According to the newspaper’s sources, the negotiations took place against the backdrop of a rocky relationship between Russia and the US, but “they could not end another way”. “The mutual advantage of this agreement is obvious to everyone,” the sources said. The contract was signed last summer (the amount has not been disclosed), and it is to be fulfilled by 2021. Energomash did not provide the newspaper with official comments.
Rogozin told Kommersant that Russia would continue to ship missile engines to the United States, if its American partners want it. “Despite the massive pressure customers of these engines are coming under in the US from the ruling American class and the Congress, so far there is no alternative,” he said, referring to it as “mutual dependence.” “This is profitable for us, because it brings money that we invest into re-equipping and creating new enterprises,” he added.

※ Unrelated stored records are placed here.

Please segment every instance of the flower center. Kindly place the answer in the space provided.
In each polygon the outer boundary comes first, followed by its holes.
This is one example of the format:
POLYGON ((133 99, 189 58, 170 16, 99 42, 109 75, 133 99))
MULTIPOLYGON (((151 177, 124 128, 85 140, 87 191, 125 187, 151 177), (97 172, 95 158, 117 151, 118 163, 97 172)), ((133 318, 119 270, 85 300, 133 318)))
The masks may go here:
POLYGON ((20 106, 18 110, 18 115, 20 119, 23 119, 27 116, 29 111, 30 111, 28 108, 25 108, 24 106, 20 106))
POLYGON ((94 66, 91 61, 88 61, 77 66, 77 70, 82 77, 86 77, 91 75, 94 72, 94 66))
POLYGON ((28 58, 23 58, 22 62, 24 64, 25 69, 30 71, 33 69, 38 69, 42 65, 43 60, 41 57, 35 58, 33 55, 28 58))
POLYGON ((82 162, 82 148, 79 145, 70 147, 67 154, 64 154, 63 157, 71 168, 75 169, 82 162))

According to a Kommersant source close to Roscosmos’ management, so far dependence on US purchases of rocket engines is critical for Energomash. No other country is simply ready to start purchasing multiple (more than 10 units) engine batches. Single supplies, in turn, do not exactly meet the interests of Russia.”
A few notable remarks stand out like “mutually beneficial cooperation”, “[the negotiations] could not end another way”, “so far there is no alternative”, “mutual dependence”, and “this is profitable for us because it brings money that we invest into re-equipping and creating new enterprises”. These official government pronouncements on such an important topic clearly won’t please the “super patriots” who will probably frame them as a “humiliating capitulation” to the US, but the reality is that they’re actually evidence of Russia’s masterful international statecraft that’s appreciated by its mature supporters who understand the deeper nuances that they suggest.

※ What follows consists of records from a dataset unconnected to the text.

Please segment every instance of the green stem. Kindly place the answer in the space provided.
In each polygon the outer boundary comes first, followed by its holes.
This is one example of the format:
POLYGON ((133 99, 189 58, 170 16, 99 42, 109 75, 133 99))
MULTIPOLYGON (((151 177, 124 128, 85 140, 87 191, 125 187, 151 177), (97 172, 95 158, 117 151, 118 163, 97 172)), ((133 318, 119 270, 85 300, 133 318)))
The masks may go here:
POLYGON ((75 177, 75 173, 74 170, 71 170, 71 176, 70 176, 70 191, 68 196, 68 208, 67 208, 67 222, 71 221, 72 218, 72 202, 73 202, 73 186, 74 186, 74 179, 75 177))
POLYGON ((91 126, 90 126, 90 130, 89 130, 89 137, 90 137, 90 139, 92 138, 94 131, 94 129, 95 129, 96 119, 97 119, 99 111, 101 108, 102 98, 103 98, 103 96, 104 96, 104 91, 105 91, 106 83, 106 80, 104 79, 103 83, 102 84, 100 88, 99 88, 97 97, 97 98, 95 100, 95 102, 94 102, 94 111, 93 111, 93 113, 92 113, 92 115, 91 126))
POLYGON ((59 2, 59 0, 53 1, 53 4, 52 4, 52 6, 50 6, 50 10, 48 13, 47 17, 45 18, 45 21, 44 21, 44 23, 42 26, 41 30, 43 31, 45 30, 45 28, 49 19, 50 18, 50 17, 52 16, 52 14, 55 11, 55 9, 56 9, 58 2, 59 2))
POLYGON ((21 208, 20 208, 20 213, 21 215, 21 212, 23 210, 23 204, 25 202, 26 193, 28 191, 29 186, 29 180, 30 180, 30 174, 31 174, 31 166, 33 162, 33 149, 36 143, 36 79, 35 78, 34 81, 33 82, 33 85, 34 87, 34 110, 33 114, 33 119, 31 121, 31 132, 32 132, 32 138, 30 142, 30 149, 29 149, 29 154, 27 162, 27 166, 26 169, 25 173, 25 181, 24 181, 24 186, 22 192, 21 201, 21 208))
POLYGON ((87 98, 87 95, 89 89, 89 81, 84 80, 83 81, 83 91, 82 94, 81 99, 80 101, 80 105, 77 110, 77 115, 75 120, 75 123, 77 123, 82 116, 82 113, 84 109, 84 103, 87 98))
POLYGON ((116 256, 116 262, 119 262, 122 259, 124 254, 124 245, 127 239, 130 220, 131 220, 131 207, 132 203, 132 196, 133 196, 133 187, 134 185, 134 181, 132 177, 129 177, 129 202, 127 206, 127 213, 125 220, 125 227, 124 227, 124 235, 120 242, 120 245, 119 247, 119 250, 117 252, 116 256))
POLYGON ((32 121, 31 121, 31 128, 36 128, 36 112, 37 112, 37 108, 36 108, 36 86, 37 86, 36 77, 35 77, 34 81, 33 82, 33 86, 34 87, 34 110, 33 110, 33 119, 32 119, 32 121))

To explain, one needs to clear their mind of all preconceived notions related to Russia and accept the fact that it’s neither a “struggling gas station with nukes” nor an “oil-rich multipolar paradise” but a promising economy that’s been damaged in some respects by the US’ sectoral sanctions. Although Russia is working towards “de-dollarization”, this is a long-term goal that probably won’t be accomplished anytime soon. Given this sobering state of affairs, it’s reasonable that Russia would continue selling rockets to the US as a de-facto form of “sanctions relief” that injects a flush of hard currency into its coffers, much, it must be said, to the chagrin of its adversary’s “super patriots” who don’t understand that “so far there is no alternative” for their country because of the “mutual dependence” between it and Russia in this regard. Put another way, both parties need each other, and the arrangement is indeed an example of “mutually beneficial cooperation” because it provides an element of stability to the New Cold War.

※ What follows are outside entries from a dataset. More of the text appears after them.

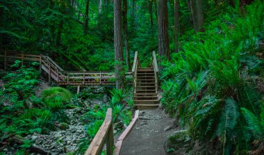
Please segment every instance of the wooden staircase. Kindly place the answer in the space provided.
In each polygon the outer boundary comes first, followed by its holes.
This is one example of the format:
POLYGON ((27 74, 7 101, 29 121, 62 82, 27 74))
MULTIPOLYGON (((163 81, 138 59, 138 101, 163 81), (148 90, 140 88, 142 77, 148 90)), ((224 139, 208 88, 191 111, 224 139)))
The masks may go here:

If the US had other reliable suppliers of rockets than Russia, then it wouldn’t ever provide de-facto “sanctions relief” to Moscow; likewise, if Russia had other reliable buyers of its rockets, it wouldn’t ever facilitate Trump’s “Space Force”. In both instances and under the present international conditions of unprecedented tensions between these two nuclear-armed Great Powers, whichever of the two parties that would be “left out in the cold” by their counterpart diversifying either their suppliers or buyers could be pushed into a position to take radical measures such as those routinely advocated for by their “super patriots”, which could seriously push the world towards war. However, because of the “mutual dependence” between them, that hasn’t yet happened, though it needs to be recognized that this relationship will probably change with time. Nevertheless, for at least the next couple of years, it’s a brilliant example of how Russia is able to leverage its monopoly on providing space rockets to the US in order to have Washington undermine its own sanctions policy to Moscow’s benefit.